J.T. Sunderland, a great friend of Indian independence who worked with Lala Lajpat Rai during his stay in the United States; Kirby Page, a prominent pacifist and editor; Bishop Frederick Fisher; Upton Sinclair, the writer; Charles Frederick Weller, organiser of the Second Parliament of Religions in Chicago in 1933-34. Reverend Ely Stanley Jones, member of the Fellowship for Reconciliation; Harry Ward, a leader of the peace movement and one of the founders of the Methodist Federation for Social Action. Samuel Stokes, a Christian missionary from Pennsylvania, joined the Indian national movement and went to prison in 1921. He later married an Indian, became a Hindu and changed his name to Satyanand - and devoted himself to the uplift of hill tribes near Simla. He developed apple cultivation in Himachal Pradesh. [His daughter became a State Minister after independence.] Richard Gregg, an American lawyer, read about Gandhiji in the 1920s and decided to go to India. He stayed in the Sabarmati Ashram for a year and then taught for a year in the school of Samuel Stokes.
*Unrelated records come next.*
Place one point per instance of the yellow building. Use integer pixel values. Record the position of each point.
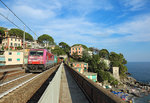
(13, 57)
(77, 49)
(11, 42)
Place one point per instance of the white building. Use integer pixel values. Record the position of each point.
(12, 57)
(106, 61)
(90, 53)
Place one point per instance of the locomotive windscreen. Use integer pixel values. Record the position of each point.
(36, 53)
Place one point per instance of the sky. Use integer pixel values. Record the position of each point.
(121, 26)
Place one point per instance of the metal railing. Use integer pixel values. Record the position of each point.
(51, 94)
(94, 93)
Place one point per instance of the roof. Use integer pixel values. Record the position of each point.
(89, 73)
(79, 63)
(77, 46)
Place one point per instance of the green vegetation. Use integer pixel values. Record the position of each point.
(84, 46)
(45, 39)
(100, 67)
(19, 33)
(2, 31)
(58, 51)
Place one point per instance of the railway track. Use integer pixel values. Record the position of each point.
(22, 88)
(11, 74)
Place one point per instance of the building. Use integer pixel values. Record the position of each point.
(52, 46)
(11, 42)
(77, 49)
(90, 53)
(106, 61)
(90, 75)
(11, 57)
(115, 71)
(32, 44)
(2, 58)
(80, 66)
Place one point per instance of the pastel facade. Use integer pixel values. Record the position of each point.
(80, 66)
(115, 71)
(11, 42)
(11, 58)
(2, 58)
(90, 75)
(77, 49)
(106, 61)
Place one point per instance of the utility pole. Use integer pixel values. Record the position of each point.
(24, 47)
(35, 41)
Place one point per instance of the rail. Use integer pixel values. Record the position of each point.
(51, 94)
(95, 93)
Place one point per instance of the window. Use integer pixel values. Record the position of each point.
(15, 44)
(9, 59)
(10, 53)
(36, 53)
(18, 59)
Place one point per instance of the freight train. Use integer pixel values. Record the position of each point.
(40, 60)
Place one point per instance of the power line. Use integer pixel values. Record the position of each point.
(10, 21)
(18, 17)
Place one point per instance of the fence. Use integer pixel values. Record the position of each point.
(51, 94)
(95, 93)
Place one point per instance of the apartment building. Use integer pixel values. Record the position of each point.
(77, 49)
(11, 42)
(80, 66)
(11, 58)
(91, 75)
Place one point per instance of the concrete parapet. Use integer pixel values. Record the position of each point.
(95, 93)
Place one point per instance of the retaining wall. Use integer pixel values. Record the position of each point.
(95, 93)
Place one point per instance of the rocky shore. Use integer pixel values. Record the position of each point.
(129, 88)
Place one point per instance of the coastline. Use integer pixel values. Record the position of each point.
(132, 91)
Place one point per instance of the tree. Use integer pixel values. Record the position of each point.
(103, 66)
(45, 39)
(84, 46)
(85, 56)
(19, 33)
(2, 33)
(119, 61)
(76, 56)
(104, 53)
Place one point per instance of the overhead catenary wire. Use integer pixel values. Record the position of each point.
(18, 17)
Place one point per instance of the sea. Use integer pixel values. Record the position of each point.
(141, 72)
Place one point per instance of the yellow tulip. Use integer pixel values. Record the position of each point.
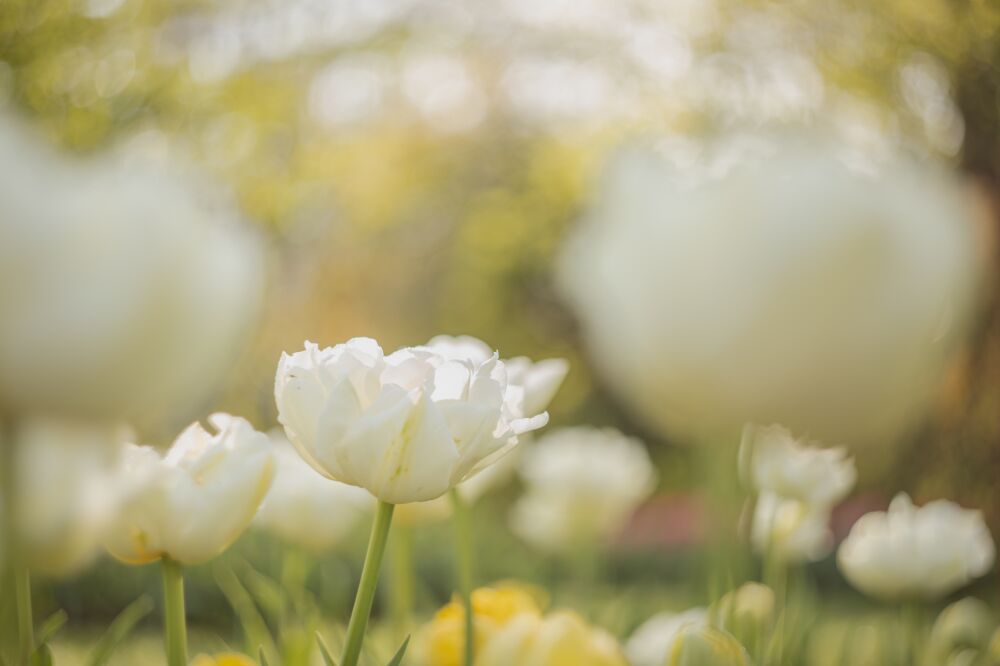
(492, 607)
(559, 639)
(223, 659)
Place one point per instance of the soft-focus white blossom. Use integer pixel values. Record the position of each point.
(68, 483)
(407, 427)
(305, 508)
(192, 503)
(582, 485)
(125, 288)
(697, 645)
(790, 529)
(653, 641)
(770, 280)
(792, 468)
(910, 552)
(534, 383)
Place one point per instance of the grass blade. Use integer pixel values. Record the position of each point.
(119, 629)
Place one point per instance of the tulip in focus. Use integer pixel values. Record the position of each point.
(534, 384)
(558, 639)
(307, 509)
(776, 280)
(192, 503)
(916, 553)
(706, 646)
(407, 427)
(653, 641)
(583, 484)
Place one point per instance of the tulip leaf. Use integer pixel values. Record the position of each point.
(119, 629)
(397, 658)
(51, 626)
(42, 656)
(255, 630)
(325, 651)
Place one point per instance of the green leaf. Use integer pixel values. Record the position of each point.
(325, 651)
(119, 629)
(42, 656)
(255, 630)
(51, 626)
(397, 658)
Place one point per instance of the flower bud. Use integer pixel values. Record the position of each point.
(707, 646)
(967, 623)
(747, 612)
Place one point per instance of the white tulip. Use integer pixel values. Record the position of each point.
(790, 529)
(535, 383)
(305, 508)
(783, 465)
(192, 503)
(407, 427)
(582, 486)
(68, 484)
(125, 289)
(775, 284)
(910, 552)
(653, 641)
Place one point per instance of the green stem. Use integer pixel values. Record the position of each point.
(366, 588)
(402, 598)
(25, 623)
(14, 561)
(174, 621)
(464, 555)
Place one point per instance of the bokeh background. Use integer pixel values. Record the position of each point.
(413, 167)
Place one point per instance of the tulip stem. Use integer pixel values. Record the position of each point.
(25, 623)
(464, 555)
(366, 588)
(174, 620)
(14, 561)
(402, 580)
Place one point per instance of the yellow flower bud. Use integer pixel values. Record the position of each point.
(492, 607)
(223, 659)
(707, 646)
(559, 639)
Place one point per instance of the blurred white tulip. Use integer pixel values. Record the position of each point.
(406, 427)
(305, 508)
(783, 465)
(534, 384)
(67, 487)
(192, 503)
(582, 485)
(913, 553)
(774, 282)
(125, 289)
(791, 530)
(653, 641)
(703, 646)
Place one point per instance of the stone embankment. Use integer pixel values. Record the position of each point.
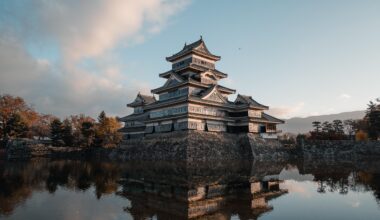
(342, 150)
(25, 148)
(200, 145)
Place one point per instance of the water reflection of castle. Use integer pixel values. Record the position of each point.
(211, 191)
(217, 190)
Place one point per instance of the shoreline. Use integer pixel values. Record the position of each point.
(202, 146)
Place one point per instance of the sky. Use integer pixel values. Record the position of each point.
(301, 58)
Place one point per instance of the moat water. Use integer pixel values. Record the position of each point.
(72, 189)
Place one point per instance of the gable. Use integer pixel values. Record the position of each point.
(239, 99)
(173, 80)
(214, 96)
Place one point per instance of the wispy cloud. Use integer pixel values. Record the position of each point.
(81, 30)
(287, 111)
(344, 96)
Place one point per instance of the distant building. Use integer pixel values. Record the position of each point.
(192, 99)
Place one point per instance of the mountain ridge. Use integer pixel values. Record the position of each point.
(304, 124)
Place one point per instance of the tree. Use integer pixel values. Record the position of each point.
(15, 127)
(9, 107)
(76, 123)
(102, 117)
(338, 127)
(88, 133)
(349, 127)
(67, 133)
(41, 128)
(317, 126)
(106, 132)
(56, 132)
(373, 119)
(327, 127)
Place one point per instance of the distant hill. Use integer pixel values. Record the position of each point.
(303, 125)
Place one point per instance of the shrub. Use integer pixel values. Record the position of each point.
(361, 136)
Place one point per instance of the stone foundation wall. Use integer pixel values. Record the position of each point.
(342, 150)
(200, 145)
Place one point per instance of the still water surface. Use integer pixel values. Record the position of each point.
(64, 189)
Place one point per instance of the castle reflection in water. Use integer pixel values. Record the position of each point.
(148, 190)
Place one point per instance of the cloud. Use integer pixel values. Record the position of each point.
(287, 111)
(344, 96)
(88, 29)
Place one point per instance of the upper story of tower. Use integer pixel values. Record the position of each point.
(196, 54)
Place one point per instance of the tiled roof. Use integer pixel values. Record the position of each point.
(249, 100)
(271, 118)
(197, 47)
(142, 100)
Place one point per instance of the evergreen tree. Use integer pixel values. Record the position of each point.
(56, 131)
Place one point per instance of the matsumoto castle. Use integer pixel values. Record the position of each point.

He wrote several books on the philosophy of Gandhiji. His book, "Power of Non-violence", became a sort of textbook for the Civil Rights Movement and other nonviolent movements. I recently read about Paul Keene, who met Gandhiji in 1939 while teaching at a missionary school in India. That changed his life. After returning to the United States, he began organic farming in central Pennsylvania. That farm - the Walnut Acres - has now expanded to more than 500 acres and is one of the biggest in organic food industry. Paul Keene has retired and still lives in Pennsylvania. I mentioned all these names - and there are many more who deserve mention - to emphasise that the observance of the Year of Non-violence in the United States is a great responsibility. It must bring together many strands in American life - and it must extend all over the country. In the process, it must not only publicise the thought of Mahatma Gandhi, but help us learn about the great influence of Gandhian thought on the United States. The Bhavan requires the active help of its members and friends - as well as other organisations - in meeting this challenge.

I hope it will receive all the cooperation it needs.